En gros, je procède exactement comme je procédais dans mon laboratoire noir et blanc.
A quelques détails près.
La différence la plus importante tient au fait que le boitier, si vous l’ avez réglé sur automatique pour la colorimétrie, va décider d’ une température de couleur et d’ une teinte variable pour chaque photos, en fonction de la lumière au moment de la prise de vues. Mais, lorsque vous travaillez avec des films, ils étaient équilibrés pour une température de couleur bien précise et, si vous vous en écartiez, vous introduisiez une dominante sur la photo. Ce phénomène était surtout visible sur les films Dias parce que vous aviez des originaux. Pour les films négatifs couleur, si cette dominante n’ était pas trop importante, le laboratoire qui se chargeait du tirage pouvait la corriger. Et, c’ est ce que fait votre boitier, à l’ insu de votre plein gré..
J’ ai donc décidé d’ imposer, sauf exception, la température de couleur de 5600°K, comme c’ était le cas pour les films. L’ exception est la photographie en lumière artificielle.
En photographie noir et blanc, j’ aimais les noirs profonds et détaillés. Avec des hautes lumières bien visibles. Ma façon de développer mes films privilégiait les effets de bord qui améliore la perception de la définition, et ma façon de tirer était plutôt contrastée pour obtenir de beaux noirs, quitte à devoir beaucoup masquer.
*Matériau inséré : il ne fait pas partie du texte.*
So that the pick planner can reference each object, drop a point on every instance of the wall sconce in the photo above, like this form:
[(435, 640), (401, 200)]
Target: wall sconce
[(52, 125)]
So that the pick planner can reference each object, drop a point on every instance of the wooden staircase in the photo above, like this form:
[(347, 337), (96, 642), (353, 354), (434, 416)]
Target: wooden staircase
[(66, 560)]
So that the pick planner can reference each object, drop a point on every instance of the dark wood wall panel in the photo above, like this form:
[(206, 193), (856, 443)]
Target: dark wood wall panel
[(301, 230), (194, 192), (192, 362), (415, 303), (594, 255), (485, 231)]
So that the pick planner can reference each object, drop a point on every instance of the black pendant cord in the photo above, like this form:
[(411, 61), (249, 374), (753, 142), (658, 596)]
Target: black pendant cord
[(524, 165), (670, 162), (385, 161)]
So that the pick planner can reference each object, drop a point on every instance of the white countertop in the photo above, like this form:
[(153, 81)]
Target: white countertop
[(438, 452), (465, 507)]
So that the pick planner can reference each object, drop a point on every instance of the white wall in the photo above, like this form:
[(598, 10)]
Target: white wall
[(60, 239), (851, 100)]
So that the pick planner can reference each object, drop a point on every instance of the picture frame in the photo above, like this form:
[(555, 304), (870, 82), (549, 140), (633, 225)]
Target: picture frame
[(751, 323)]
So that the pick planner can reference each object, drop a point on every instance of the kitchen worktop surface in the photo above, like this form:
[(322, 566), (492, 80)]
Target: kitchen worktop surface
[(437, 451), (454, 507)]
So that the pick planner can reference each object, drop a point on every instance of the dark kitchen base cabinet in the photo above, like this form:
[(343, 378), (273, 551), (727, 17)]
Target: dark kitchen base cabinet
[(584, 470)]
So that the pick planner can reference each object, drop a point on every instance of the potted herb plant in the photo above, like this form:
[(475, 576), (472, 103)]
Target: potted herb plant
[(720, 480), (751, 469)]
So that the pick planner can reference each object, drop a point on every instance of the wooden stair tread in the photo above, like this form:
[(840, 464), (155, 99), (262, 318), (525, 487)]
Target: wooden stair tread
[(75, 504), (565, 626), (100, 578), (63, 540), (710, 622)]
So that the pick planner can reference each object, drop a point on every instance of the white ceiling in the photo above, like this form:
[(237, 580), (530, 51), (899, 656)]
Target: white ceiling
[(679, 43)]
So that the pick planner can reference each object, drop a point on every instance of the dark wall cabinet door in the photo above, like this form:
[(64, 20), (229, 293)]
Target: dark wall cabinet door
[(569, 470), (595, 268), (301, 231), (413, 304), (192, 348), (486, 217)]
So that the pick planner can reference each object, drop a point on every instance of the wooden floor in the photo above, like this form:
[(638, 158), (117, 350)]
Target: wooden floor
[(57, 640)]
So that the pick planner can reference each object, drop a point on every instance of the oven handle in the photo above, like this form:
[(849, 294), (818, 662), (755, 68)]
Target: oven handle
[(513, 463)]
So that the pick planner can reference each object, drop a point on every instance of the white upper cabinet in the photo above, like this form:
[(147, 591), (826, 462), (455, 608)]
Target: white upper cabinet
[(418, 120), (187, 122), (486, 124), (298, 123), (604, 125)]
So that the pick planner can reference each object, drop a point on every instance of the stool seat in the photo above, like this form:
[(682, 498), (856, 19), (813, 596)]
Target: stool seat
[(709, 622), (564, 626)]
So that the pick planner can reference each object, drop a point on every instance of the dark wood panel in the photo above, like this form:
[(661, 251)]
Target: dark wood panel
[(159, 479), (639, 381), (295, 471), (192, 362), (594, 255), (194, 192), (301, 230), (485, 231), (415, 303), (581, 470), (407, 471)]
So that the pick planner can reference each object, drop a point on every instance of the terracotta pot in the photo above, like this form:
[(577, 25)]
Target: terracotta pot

En photographie couleur, j’ avais l’ habitude de travailler avec des Dias, essentiellement les Fuji Provia et Astia. Ces films avaient comme caractéristiques des couleurs qui allaient de saturées à très saturées, une teinte plutôt neutre pour le film Astia, une teinte chaude avec des noirs un peu magenta pour la Provia, qui éventait franchement orange rouge pour les couchers de soleil.
Ma façon de développer un fichier raw tend à reproduire ces expériences: j’ ai une série de settings qui vont donner un aspect “présentable” à la photo, c’ est à dire qu’ elle paraîtra équilibrée, avec des noirs et des hautes lumières, tout en lui donnant soit une première tendance colorimétrique pour les photos couleurs, soit le contraste que je juge idéal pour le noir et blanc.
Une fois un de ces settings appliqué, le seul curseur auquel je touche encore est celui de l’ exposition pour donner à la photo la densité voulue. Plus exactement, je visualise une zone qui correspondra au fameux gris moyen des photographes et je l’ amène à la densité voulue avec ce curseur.
A partir de là, il me reste à travailler sur trois zones: les ombres, les hautes lumières, formées bien souvent du ciel, et les gris moyens.
Pour ces trois parties, j’ utilise soit le dégradé, idéal pour des ciels, soit le pinceau.
Pour les extrêmes de la gamme de gris, j’ ai deux réglages “densité hautes lumières” et “densité basse lumière” sur lesquels j’ utilise le masque de gamme pour ne les appliquer que sur ces zones.
En ce qui concerne la zone de “gris moyen”, le problème est différent: il a généralement de jolies valeurs mais manque parfois de définition, ou, plus exactement, de “matière”, ce qui le rend fade. Je lui applique donc un setting dédié: un peu d’ exposition, beaucoup de noir, un peu de texture et un peu de clarté.
Vous avez donc ma recette pour développer une photo: ce n’ est pas bien compliqué, mais le temps passé à tester les différentes idées qui m’ ont finalement conduit à ce résultat est, lui, important.
Prenons un exemple: jusqu’ à l’ introduction par Adobe des LUTs dans Lightroom, il m’ était très difficile de concevoir un réglage qui n’ introduisait du magenta que dans les ombres. Il y a bien la courbe, en jouant sur les verts, mais, vu sa taille, effectuer un réglage précis était quasi impossible. Il y a également l’ étalonnage qui permet d’ ajouter du magenta dans les ombres, mais je ne l’ ai jamais trouvé très convainquant.